“The strategy will include many forest ecology aspects—all incorporated so that the fuels treatment will effectively reduce fire hazard. At the same time, it should not interfere with other ecological values, like bio-diversity and long-term forest health,” said Professor Han-Sup Han with the HSU Department of Forestry and Wildland Resources.
Aimed at ponderosa pine and mixed conifer forests, found throughout the interior West, the Sierra Nevada, Cascade Range, Klamath Mountains and the Pacific Coast, the interdisciplinary project will engage researchers and land managers in face-to-face meetings and four regional workshops. The project’s goal is to evaluate existing techniques, vet them for efficacy and explore ways to better deliver the information to land managers faced in these fire-prone landscapes.

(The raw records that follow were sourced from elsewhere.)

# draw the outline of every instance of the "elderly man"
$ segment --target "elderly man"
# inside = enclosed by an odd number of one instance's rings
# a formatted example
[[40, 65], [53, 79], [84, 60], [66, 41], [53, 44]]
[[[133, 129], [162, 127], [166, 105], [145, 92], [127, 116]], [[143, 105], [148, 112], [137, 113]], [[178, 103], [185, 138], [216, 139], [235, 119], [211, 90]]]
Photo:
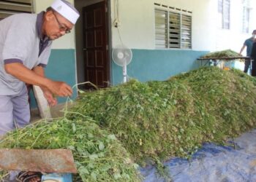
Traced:
[[17, 14], [0, 21], [0, 138], [29, 123], [26, 83], [41, 87], [50, 106], [53, 95], [72, 95], [65, 82], [45, 76], [52, 41], [70, 32], [78, 12], [65, 0], [56, 0], [46, 12]]

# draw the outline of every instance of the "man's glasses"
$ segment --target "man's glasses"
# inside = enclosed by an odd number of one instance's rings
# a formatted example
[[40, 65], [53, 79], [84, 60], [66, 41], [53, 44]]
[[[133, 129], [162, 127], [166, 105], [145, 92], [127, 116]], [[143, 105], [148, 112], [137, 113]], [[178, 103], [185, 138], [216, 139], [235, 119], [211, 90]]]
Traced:
[[55, 15], [54, 12], [53, 12], [55, 19], [56, 20], [58, 24], [59, 24], [59, 28], [60, 30], [60, 31], [64, 31], [65, 33], [69, 33], [71, 32], [71, 31], [69, 29], [68, 29], [67, 27], [64, 27], [64, 25], [61, 25], [61, 23], [59, 21], [56, 15]]

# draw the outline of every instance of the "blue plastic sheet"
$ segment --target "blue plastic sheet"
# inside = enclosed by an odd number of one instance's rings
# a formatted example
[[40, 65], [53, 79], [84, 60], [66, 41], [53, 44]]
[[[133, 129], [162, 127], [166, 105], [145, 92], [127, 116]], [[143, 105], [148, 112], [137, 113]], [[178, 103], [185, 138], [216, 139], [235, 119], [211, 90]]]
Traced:
[[[205, 143], [188, 161], [173, 158], [164, 163], [174, 182], [255, 182], [256, 130], [233, 141], [235, 146]], [[145, 182], [164, 182], [154, 166], [140, 169]]]

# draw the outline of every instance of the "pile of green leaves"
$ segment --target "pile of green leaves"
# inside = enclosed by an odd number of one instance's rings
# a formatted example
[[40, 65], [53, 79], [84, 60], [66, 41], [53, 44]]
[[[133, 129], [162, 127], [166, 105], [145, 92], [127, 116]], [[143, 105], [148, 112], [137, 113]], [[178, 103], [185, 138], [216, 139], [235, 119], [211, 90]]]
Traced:
[[213, 52], [209, 52], [200, 58], [232, 58], [232, 57], [239, 57], [241, 55], [231, 50], [225, 50], [222, 51], [217, 51]]
[[0, 148], [71, 149], [78, 171], [76, 182], [140, 181], [137, 165], [115, 135], [89, 118], [39, 122], [9, 134]]
[[255, 79], [206, 67], [165, 82], [132, 80], [86, 92], [72, 109], [114, 133], [136, 162], [144, 165], [189, 157], [204, 142], [222, 143], [254, 127], [255, 100]]

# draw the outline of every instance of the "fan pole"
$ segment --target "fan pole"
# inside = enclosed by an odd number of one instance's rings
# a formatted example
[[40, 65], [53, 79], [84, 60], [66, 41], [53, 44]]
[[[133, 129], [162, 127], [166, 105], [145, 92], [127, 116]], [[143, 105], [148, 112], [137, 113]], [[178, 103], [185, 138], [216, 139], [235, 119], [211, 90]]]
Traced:
[[123, 76], [124, 76], [124, 83], [126, 83], [127, 82], [127, 60], [124, 60], [125, 63], [123, 66]]

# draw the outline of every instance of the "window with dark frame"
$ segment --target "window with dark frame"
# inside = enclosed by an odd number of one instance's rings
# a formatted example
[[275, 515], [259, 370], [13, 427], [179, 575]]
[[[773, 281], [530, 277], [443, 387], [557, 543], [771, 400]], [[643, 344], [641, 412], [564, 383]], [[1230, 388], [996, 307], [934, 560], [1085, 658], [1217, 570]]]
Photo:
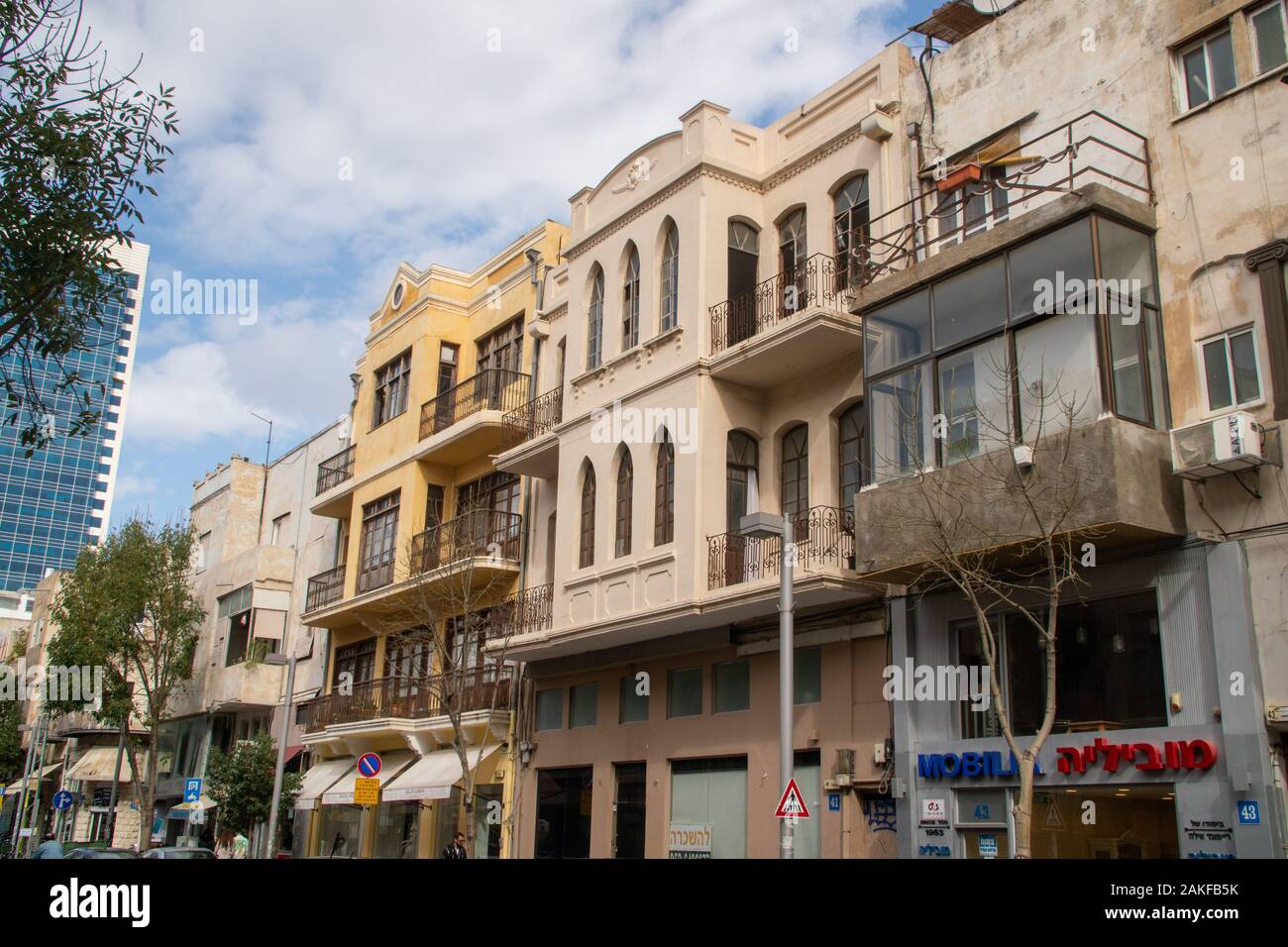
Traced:
[[622, 285], [622, 352], [640, 340], [640, 255], [630, 245], [626, 258], [626, 280]]
[[586, 312], [586, 371], [598, 368], [604, 356], [604, 271], [595, 267]]
[[581, 542], [577, 550], [578, 568], [595, 564], [595, 468], [586, 465], [581, 481]]
[[675, 222], [667, 224], [666, 238], [662, 242], [662, 273], [659, 331], [675, 329], [680, 325], [680, 232]]
[[657, 484], [653, 501], [653, 545], [665, 546], [675, 539], [675, 445], [662, 430], [657, 446]]
[[371, 426], [379, 428], [407, 410], [407, 397], [411, 392], [411, 349], [390, 362], [376, 368], [375, 401], [371, 410]]
[[869, 482], [1032, 442], [1066, 403], [1167, 425], [1151, 237], [1088, 215], [1003, 255], [864, 314]]
[[616, 532], [613, 537], [613, 555], [622, 557], [631, 554], [631, 499], [635, 492], [635, 465], [631, 463], [631, 452], [622, 447], [621, 460], [617, 463], [617, 508]]
[[1234, 64], [1230, 24], [1222, 23], [1207, 36], [1176, 53], [1182, 111], [1190, 111], [1225, 95], [1239, 82]]
[[388, 493], [362, 508], [358, 542], [358, 593], [379, 589], [394, 579], [398, 550], [398, 505], [401, 491]]

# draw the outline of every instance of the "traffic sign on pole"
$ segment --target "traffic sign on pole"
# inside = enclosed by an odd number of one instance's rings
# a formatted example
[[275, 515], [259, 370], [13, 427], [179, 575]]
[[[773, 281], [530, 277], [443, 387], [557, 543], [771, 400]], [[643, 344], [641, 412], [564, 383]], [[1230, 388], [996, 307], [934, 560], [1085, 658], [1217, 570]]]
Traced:
[[783, 798], [778, 800], [778, 809], [774, 810], [777, 818], [809, 818], [809, 808], [805, 805], [805, 796], [801, 795], [800, 786], [792, 778], [783, 790]]

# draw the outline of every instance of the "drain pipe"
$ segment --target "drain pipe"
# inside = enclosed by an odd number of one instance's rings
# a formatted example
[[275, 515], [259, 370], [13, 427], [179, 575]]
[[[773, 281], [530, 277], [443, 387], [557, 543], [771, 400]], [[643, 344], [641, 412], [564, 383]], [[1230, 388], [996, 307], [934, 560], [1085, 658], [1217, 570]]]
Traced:
[[[528, 263], [532, 264], [532, 292], [533, 292], [533, 318], [541, 316], [541, 307], [545, 304], [545, 280], [541, 274], [541, 251], [536, 247], [528, 247], [524, 253], [528, 258]], [[531, 401], [537, 398], [537, 368], [541, 363], [541, 336], [532, 336], [532, 372], [528, 376]], [[528, 550], [531, 548], [528, 537], [532, 533], [532, 478], [528, 478], [527, 484], [523, 490], [523, 537], [519, 542], [519, 599], [522, 602], [524, 591], [528, 588]], [[516, 675], [514, 679], [514, 691], [511, 692], [510, 700], [510, 759], [518, 759], [518, 746], [515, 741], [515, 728], [518, 727], [518, 703], [523, 696], [523, 675]], [[519, 769], [514, 769], [514, 780], [510, 783], [510, 798], [511, 808], [514, 808], [514, 818], [510, 821], [510, 858], [518, 857], [519, 847], [519, 826], [522, 821], [519, 819]]]

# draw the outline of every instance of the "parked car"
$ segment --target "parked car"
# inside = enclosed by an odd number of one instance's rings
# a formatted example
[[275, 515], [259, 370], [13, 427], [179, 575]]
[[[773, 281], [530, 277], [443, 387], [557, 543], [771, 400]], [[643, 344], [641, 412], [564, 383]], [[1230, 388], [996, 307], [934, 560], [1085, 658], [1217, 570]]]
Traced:
[[63, 858], [138, 858], [139, 853], [130, 848], [73, 848]]
[[149, 848], [143, 853], [144, 858], [214, 858], [215, 853], [209, 848]]

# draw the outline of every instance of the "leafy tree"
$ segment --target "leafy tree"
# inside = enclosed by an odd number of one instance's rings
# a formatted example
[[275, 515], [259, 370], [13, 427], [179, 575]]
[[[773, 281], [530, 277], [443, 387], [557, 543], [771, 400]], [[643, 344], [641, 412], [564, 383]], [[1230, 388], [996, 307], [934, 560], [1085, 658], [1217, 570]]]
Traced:
[[[80, 378], [107, 307], [126, 303], [113, 249], [142, 223], [178, 133], [174, 89], [109, 68], [82, 0], [0, 0], [0, 385], [28, 454], [70, 417], [86, 433], [107, 399]], [[140, 287], [142, 291], [142, 287]], [[40, 384], [48, 370], [52, 384]]]
[[9, 783], [22, 776], [22, 734], [18, 724], [18, 701], [0, 701], [0, 782]]
[[[277, 743], [268, 733], [238, 740], [229, 752], [211, 752], [206, 777], [210, 798], [219, 803], [219, 825], [249, 835], [254, 826], [268, 822], [276, 773]], [[303, 781], [299, 773], [282, 776], [282, 800], [277, 809], [279, 822], [285, 822], [295, 805]]]
[[[131, 519], [100, 548], [88, 548], [68, 572], [53, 607], [50, 665], [103, 667], [95, 716], [120, 728], [133, 715], [153, 752], [140, 772], [138, 741], [126, 741], [135, 799], [142, 807], [139, 849], [152, 837], [157, 737], [178, 688], [192, 676], [206, 613], [188, 586], [193, 535], [184, 526]], [[81, 706], [52, 703], [55, 711]]]

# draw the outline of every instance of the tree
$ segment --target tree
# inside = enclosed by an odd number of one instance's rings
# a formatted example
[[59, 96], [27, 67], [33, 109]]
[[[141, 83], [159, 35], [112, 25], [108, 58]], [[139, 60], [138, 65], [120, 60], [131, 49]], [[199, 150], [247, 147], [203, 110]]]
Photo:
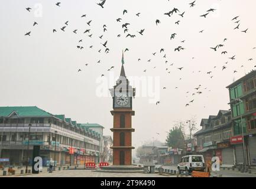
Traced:
[[166, 143], [168, 146], [173, 148], [184, 148], [184, 132], [183, 131], [183, 123], [180, 122], [180, 126], [175, 126], [170, 129], [166, 138]]

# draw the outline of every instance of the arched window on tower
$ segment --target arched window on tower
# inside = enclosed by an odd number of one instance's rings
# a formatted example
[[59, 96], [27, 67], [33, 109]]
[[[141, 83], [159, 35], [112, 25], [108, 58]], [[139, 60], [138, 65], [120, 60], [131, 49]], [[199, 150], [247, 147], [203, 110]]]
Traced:
[[124, 132], [121, 132], [120, 133], [120, 146], [124, 146], [125, 145], [124, 141], [125, 141]]
[[124, 128], [125, 127], [125, 116], [124, 114], [120, 115], [120, 128]]

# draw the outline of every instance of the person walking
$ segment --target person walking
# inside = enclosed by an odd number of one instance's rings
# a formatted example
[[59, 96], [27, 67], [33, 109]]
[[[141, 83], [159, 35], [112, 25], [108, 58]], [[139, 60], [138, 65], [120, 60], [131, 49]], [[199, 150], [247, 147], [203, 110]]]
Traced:
[[50, 159], [49, 165], [50, 165], [49, 172], [53, 172], [53, 161], [52, 158]]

“The problem has been a lack of information or hasn’t been effectively delivered to the practitioners. So we’re trying to come up with more complete, more comprehensive and more ecologically sound practices, while we’re effectively minimizing fire hazard,” said Han.
“Fuels treatments can be done a lot of different ways. We can use prescribed burning—where we introduce fire in a more controlled environment. We can use mechanical fuels treatments, like thinning. We can also consider grazing and silvicultural practices to manage regeneration of the fuels.”
The end result of the project will be a comprehensive handbook for fuels treatment. Web-based access to project objectives, methods, timeline, links and summaries of the results is also planned.
The project, undertaken in collaboration with the U.S. Forest Service Rocky Mountain Research Station in Moscow, Idaho, and the University of Montana, comes on the heels of a devastating fire season in 2008 that cost the U.S. Forest Service $900 million with California agencies contributing more than $1 billion to battle the fires. More than 1.4 million acres of forestland burned between Los Angeles and Humboldt counties.
The Joint Fire Science Program, created by Congress in 1998, is an interagency research, development, and applications partnership between the U.S. Department of the Interior and the U.S. Department of Agriculture.